The evidence is rooted in an integration of neuroscience (physiology of the brain) and psychology (study of behavior) coupled with brain imaging technology that demonstrates how the brain changes physically based on how we think. If someone tells us what to do, there is little stimulation of the intelligence centers of the brain, but there may be stimulation of the emotional brain. However, if we determine what to do on our own and focus on it, we create new linkages in the intelligence centers of the brain. In the process, the brain releases endorphins which make us feel good, reinforce our thoughts, and create powerful self-motivation. But the opposite effect happens if the thought is pushed on us. In this respect, the brain acts like an angry teenager. Tell it what to do and it automatically pushes back. Partly this is because the natural state of the brain desires equilibrium and resists change and partly it is due to our innate desire as humans to create novel connections and work things out on our own. The lesson for leaders is that rather than lecturing employees about performance issues and offering solutions, more effective leaders ask good questions and support employees as they work out solutions on their own. The result is that employees “own” the solutions and are much more likely to implement them than if they are handed a solution by a well meaning but over-directive manager. Expect excellent results Another way to encourage appropriate work behavior is for managers to expect excellent results, what some researchers are calling “the Pygmalion effect.” In George Bernard Shaw’s Pygmalion, Eliza Doolittle explains the concept: “You see, really and truly, apart from the things anyone can pick up (the dressing and the proper way of speaking and so on), the difference between a lady and a flower girl is not how she behaves, but how she is treated. I shall always be a flower girl to Professor Higgins because he always treats me like a flower girl and always will: but I know I can be a lady to you because you always treat me as a lady, and always will.” In research gathered by J. Sterling Livingston, founder of the Sterling Center for Applied Managerial Leadership, the data reveals: - What managers expect of subordinates and the way they treat them largely determines their performance and career progress.

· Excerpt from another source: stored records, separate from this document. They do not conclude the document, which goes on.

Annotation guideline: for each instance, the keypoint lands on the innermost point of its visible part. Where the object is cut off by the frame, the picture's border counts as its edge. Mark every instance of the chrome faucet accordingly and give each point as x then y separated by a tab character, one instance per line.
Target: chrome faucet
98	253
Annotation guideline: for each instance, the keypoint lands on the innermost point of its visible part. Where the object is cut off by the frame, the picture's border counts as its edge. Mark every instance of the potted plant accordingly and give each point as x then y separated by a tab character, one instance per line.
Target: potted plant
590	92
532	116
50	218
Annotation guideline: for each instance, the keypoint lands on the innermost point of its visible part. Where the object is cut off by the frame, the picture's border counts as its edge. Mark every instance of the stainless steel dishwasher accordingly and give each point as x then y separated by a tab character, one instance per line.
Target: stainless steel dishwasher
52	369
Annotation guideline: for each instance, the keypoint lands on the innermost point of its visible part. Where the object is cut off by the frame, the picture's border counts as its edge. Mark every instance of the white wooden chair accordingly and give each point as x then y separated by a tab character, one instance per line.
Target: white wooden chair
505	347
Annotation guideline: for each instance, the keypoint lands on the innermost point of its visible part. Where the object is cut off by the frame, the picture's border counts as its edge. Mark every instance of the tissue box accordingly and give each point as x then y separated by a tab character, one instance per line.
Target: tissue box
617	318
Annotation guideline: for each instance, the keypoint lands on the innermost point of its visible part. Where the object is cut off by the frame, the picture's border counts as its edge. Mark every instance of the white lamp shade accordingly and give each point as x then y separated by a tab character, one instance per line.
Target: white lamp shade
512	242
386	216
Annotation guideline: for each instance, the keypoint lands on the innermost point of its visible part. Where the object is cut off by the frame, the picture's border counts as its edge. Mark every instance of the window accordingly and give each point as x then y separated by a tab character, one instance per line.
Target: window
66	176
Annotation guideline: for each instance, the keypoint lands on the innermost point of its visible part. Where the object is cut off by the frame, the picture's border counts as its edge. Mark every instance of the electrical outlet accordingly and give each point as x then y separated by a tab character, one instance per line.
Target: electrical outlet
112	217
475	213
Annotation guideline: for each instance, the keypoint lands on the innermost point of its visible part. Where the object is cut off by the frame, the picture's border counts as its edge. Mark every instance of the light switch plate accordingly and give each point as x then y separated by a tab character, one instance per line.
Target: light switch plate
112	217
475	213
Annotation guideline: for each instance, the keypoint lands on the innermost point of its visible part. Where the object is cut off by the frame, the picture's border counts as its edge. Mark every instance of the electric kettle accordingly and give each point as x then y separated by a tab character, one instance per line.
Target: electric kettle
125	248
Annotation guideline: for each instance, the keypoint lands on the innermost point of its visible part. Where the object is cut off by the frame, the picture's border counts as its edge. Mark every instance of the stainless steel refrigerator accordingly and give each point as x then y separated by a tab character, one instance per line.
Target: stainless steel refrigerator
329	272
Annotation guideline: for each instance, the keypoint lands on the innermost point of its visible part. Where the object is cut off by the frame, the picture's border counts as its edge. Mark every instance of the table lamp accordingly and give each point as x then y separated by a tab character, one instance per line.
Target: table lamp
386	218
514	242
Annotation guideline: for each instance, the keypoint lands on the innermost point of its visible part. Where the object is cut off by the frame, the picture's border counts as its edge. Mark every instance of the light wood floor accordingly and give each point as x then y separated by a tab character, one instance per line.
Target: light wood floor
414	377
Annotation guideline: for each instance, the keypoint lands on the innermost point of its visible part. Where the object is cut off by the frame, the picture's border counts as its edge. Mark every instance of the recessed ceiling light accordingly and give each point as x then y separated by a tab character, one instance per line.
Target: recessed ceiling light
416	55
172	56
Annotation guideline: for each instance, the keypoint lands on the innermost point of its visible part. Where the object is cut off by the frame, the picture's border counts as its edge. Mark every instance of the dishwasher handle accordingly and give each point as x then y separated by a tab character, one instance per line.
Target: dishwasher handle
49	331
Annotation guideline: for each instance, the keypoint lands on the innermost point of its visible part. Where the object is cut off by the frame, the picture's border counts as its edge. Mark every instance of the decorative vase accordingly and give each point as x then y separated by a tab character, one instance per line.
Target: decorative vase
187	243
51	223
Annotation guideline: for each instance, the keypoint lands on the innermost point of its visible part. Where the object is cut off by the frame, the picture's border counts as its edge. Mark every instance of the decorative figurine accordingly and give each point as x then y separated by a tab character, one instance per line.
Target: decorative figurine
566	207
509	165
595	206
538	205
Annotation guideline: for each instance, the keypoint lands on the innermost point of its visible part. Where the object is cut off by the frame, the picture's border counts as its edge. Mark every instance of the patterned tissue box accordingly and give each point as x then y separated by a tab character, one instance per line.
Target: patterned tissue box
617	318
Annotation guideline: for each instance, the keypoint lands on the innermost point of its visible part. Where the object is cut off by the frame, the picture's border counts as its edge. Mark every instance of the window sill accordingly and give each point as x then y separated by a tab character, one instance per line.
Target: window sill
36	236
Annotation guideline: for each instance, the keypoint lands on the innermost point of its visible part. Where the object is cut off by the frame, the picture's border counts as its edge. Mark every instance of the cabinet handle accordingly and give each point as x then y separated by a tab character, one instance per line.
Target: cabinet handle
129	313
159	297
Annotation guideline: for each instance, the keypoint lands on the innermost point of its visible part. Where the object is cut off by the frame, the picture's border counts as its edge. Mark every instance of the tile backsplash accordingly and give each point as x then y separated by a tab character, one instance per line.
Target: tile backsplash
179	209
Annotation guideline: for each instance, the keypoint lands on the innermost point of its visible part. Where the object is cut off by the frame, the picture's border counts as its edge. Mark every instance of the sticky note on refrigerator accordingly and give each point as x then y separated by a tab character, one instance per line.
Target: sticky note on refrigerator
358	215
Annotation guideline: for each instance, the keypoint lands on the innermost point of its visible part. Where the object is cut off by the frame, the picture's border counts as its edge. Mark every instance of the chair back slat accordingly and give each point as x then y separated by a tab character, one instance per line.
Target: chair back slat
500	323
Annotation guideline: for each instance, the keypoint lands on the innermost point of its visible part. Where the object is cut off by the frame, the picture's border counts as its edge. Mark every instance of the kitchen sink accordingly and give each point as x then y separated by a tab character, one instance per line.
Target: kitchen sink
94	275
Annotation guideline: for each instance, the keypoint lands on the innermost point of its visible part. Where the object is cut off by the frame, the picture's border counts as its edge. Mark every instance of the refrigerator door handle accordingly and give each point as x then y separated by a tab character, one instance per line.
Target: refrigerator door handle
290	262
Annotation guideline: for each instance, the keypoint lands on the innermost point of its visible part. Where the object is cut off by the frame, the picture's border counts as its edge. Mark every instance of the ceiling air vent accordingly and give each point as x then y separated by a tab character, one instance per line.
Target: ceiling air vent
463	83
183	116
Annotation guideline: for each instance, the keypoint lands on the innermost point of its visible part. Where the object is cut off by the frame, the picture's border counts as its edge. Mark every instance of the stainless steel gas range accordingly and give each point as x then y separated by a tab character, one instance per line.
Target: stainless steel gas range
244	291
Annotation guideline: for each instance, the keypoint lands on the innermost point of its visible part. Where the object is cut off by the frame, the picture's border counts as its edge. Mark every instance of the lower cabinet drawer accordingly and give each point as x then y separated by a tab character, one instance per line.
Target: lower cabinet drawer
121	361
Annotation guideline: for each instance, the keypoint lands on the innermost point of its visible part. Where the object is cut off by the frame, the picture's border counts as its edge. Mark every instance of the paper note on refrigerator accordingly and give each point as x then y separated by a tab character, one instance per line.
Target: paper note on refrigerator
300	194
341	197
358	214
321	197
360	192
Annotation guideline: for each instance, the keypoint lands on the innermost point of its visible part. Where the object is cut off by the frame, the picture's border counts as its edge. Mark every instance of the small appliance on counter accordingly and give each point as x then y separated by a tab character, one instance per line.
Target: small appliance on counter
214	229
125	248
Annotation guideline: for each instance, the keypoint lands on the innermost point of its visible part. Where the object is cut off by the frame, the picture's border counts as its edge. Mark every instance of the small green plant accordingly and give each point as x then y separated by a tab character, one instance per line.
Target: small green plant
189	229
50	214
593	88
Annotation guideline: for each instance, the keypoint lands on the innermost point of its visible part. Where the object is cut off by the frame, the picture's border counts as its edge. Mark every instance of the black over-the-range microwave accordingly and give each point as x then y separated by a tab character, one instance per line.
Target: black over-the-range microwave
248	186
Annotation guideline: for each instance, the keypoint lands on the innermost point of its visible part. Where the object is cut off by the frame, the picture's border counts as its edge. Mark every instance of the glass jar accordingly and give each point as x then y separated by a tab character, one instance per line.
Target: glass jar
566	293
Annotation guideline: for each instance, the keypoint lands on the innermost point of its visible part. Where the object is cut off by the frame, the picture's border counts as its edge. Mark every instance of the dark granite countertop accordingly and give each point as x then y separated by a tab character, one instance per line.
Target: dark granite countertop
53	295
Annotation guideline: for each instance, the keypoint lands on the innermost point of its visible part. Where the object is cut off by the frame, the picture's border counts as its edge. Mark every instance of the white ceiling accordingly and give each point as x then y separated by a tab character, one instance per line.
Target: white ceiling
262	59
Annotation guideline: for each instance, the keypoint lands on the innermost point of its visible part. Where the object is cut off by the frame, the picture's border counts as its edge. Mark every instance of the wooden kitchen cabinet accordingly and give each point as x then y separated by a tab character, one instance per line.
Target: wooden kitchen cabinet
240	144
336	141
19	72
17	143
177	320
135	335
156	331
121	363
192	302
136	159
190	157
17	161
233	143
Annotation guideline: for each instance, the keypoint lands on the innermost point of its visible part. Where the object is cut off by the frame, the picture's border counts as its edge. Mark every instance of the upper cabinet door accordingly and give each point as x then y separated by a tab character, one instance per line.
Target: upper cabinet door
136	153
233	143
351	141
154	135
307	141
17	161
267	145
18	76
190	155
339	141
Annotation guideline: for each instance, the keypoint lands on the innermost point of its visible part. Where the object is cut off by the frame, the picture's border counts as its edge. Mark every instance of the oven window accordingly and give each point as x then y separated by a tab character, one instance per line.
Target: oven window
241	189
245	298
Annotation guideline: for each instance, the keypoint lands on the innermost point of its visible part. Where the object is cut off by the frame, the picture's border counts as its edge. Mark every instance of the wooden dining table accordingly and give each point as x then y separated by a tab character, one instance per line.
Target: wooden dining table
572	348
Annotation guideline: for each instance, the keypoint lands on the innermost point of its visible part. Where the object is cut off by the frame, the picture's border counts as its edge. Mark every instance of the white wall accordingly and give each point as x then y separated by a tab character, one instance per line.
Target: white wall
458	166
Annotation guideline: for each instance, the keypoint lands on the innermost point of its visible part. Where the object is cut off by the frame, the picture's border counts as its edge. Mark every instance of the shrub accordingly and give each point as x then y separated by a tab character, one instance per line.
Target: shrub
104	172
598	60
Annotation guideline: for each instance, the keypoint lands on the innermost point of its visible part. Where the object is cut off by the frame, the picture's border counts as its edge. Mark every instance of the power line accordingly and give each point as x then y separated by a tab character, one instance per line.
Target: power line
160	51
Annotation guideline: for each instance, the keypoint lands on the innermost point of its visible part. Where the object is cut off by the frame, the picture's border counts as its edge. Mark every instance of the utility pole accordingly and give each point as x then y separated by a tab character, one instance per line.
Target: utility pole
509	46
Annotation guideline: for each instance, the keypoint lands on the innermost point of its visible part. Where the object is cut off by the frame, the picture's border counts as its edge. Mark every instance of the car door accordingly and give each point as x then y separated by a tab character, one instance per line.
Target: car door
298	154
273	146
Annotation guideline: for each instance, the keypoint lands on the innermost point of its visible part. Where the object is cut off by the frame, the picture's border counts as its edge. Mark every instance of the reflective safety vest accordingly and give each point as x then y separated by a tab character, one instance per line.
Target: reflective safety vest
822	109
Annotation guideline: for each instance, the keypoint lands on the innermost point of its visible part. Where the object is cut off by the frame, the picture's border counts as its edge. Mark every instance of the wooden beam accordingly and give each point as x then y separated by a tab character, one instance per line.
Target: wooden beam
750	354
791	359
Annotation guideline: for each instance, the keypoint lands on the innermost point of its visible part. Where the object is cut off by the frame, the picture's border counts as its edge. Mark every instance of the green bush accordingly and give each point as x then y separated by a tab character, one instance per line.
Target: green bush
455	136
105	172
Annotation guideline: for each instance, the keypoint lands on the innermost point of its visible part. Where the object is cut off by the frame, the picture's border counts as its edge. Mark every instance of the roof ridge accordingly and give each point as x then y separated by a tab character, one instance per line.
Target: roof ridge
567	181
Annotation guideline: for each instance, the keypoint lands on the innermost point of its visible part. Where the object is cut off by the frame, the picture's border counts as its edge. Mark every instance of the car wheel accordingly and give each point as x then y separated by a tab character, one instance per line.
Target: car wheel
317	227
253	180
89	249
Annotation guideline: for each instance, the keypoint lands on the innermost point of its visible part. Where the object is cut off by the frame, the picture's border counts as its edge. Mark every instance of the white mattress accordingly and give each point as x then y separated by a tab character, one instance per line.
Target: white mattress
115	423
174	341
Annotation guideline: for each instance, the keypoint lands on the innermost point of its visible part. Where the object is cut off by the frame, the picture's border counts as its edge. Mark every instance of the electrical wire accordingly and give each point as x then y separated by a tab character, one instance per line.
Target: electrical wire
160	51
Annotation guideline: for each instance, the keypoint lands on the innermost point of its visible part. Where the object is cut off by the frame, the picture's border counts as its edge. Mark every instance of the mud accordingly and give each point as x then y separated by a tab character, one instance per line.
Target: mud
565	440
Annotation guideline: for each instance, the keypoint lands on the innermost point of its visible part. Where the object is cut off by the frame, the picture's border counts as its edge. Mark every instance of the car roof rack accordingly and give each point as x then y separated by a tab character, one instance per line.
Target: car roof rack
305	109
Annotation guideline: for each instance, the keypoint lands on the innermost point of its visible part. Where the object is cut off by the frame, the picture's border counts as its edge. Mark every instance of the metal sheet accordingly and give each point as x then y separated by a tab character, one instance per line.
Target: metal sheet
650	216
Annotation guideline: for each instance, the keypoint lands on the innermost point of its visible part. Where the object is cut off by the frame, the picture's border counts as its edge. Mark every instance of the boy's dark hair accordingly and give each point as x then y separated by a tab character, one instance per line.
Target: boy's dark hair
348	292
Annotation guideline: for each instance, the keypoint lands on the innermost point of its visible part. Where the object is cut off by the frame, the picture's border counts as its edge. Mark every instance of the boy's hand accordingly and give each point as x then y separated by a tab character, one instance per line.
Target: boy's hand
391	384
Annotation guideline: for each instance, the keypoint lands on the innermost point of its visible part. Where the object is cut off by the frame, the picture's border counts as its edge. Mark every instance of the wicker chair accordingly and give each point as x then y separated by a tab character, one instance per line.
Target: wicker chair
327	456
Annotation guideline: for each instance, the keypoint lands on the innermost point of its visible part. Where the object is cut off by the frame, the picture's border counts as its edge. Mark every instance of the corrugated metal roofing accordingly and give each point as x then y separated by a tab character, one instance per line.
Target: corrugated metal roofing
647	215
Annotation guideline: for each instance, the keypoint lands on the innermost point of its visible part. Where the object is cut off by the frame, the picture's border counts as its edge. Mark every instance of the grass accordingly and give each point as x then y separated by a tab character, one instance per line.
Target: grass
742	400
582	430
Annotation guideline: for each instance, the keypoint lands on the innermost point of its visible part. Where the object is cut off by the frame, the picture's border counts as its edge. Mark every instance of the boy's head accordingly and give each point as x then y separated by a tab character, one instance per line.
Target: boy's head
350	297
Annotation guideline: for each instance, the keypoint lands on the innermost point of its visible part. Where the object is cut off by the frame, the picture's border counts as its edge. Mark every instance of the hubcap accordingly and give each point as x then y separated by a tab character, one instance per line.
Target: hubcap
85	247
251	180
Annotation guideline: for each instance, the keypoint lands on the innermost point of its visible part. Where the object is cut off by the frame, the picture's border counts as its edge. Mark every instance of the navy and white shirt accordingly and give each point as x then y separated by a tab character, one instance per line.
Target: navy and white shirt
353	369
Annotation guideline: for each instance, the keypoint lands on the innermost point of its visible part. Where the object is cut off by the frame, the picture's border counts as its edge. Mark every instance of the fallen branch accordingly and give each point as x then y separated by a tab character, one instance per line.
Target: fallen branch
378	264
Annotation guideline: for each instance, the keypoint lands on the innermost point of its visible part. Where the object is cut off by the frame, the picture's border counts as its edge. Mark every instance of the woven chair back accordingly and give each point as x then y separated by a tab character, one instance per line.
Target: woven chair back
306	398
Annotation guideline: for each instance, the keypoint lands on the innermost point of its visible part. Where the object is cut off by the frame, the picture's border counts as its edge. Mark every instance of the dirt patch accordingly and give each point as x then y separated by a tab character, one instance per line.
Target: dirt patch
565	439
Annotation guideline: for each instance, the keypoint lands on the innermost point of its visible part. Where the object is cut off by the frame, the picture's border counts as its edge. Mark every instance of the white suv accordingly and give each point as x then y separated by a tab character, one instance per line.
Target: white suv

- A unique characteristic of superior managers is the ability to create high performance expectations that subordinates can fulfill.
- Less effective managers fail to deliver similar expectations, and as a consequence, the productivity of their subordinates suffers.
- Subordinates, more often than not, appear to do what they believe they are expected to do.
Maintaining high expectations and a positive outlook are impossible to fake. The expectations have to be genuine and they generally start by expecting the most from yourself. Superior managers have confidence in their own ability to select and train subordinates. In the end, by creating a system of management and an environment in which people are engaged in decisions about their own work, doing work that is valued and worthwhile, and working collaboratively rather than competitively, you can do away with incentive plans and performance appraisals, because the environment will ensure pride of workmanship in everybody.